CHAPTER XV.
A Very Disagreeable Predicament—Wild Exultation of Parkes—He makes an Important Announcement—An Interview with the Old Man—The Embarrassment of Mr. Sparks, and how he Overcame it—A Story of Bishop Potts—The Miseries of too much Marriage—How Potts Suffered, and what his End was.
Last evening, after waiting until eleven o'clock for Mr. Parker to come home, I went to bed. I had hardly composed myself for slumber when I thought I heard the door-bell ring; and supposing Bob had forgotten his latch-key, I descended for the purpose of letting him in. When I opened the door, no one was upon the porch; and although I was dressed simply in a night-shirt, I stepped out just beyond the doorway for the purpose of ascertaining if I could see any one who might have pulled the bell. Just as I did so the wind banged the door shut, and as it closed it caught a portion of my raiment which was fluttering about, and held it fast. I was somewhat amused at first, and I laughed as I tried to pull the muslin from the door; but after making very violent exertion for that purpose, I discovered that the material would not slip through. The garment was held so firmly that it could not possibly be removed. Then I determined to reach over to the other side of the doorway and pull the bell, in the hope that some one would hear it and come to my assistance. But to my dismay I found that the doorway was so wide that even with the most desperate effort I could not succeed in touching the bell-knob with the tips of my fingers.
Meantime, I was beginning to freeze, for the night was very cold, and my legs and feet were wholly unprotected.
At last a happy thought struck me. I might very easily creep out of the shirt and leave it hanging in the door until I rang the bell, and then I could slip back again and await the result. Accordingly, I began to withdraw from the garment, and I had just freed myself from it and was about to pull the bell when I heard some one coming down the street. As the moon was shining brightly, I became panic-stricken, and hurried into the garment again. In my confusion I got it on backward, and found myself with my face to the wall; and then the person who was coming turned down the street just above my house, and didn't pass, after all.

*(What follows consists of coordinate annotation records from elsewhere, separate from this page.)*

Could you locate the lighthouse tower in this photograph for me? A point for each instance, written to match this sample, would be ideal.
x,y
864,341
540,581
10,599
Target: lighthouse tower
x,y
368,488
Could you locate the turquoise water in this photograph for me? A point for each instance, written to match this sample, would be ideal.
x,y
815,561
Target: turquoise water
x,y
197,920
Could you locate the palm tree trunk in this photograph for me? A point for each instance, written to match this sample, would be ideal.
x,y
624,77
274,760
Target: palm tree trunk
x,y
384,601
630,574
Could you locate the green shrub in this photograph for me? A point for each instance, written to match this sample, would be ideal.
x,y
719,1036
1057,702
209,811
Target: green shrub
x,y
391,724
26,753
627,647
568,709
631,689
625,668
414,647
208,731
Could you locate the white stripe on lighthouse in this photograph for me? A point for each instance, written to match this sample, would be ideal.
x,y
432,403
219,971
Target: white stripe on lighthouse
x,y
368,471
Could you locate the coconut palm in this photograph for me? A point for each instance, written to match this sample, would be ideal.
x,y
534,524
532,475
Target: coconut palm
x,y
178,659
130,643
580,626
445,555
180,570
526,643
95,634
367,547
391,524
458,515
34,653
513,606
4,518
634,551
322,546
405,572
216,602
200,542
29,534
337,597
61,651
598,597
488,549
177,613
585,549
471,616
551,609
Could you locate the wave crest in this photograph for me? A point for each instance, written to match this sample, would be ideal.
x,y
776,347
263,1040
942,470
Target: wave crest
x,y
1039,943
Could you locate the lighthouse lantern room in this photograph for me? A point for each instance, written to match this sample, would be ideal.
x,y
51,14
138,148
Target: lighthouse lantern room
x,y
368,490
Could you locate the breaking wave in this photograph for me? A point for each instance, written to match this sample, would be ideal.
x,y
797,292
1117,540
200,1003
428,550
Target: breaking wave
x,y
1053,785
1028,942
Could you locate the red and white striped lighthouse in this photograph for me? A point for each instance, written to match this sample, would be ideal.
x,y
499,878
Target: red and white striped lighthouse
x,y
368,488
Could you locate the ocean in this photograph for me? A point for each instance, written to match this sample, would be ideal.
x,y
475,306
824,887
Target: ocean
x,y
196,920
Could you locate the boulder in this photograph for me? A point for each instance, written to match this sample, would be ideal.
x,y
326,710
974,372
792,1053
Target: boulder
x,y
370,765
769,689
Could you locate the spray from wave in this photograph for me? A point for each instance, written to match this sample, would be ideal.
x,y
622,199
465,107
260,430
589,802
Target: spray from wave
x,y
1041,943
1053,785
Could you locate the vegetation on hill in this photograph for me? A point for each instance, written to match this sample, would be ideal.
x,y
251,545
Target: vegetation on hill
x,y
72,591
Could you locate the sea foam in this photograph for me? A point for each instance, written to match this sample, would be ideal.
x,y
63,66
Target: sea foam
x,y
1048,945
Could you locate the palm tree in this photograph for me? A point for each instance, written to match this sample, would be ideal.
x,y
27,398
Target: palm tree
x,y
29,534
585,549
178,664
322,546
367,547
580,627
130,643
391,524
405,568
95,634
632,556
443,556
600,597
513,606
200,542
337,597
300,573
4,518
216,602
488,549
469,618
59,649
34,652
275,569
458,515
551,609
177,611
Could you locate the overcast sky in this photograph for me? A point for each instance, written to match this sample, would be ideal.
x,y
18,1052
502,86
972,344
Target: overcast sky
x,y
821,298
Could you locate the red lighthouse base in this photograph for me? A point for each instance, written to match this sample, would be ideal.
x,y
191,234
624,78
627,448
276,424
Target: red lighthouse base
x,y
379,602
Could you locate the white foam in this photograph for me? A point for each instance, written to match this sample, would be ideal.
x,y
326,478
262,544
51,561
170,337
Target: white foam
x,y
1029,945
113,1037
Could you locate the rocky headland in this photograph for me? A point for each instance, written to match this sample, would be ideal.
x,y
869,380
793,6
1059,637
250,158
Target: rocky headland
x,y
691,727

I was afraid to try the experiment again, and I determined to shout for help. I uttered one cry, and waited for a response. It was a desperately cold night. I think the air must have been colder than it ever was before in the history of this continent. I stamped my feet in order to keep the blood in circulation, and then I shouted again for assistance. The river lay white and glistening in the light of the moon, and so clear was the atmosphere, so lustrous the radiance of the orb above, that I could plainly distinguish the dark line of the Jersey shore. It was a magnificent spectacle, and I should have enjoyed it intensely if I had had my clothing on. Then I began to think how very odd it was that a man's appreciation of the glorious majesty of nature should be dependent upon his trousers! how strange it was that cold legs should prevent an immortal soul from having felicity! Man is always prosaic when he is uncomfortable. Even a slight indigestion is utterly destructive of sentiment. I defy any man to enjoy the fruitiest poetry while his corns hurt him, or to feel a genuine impulse of affection while he has a severe cold in his head.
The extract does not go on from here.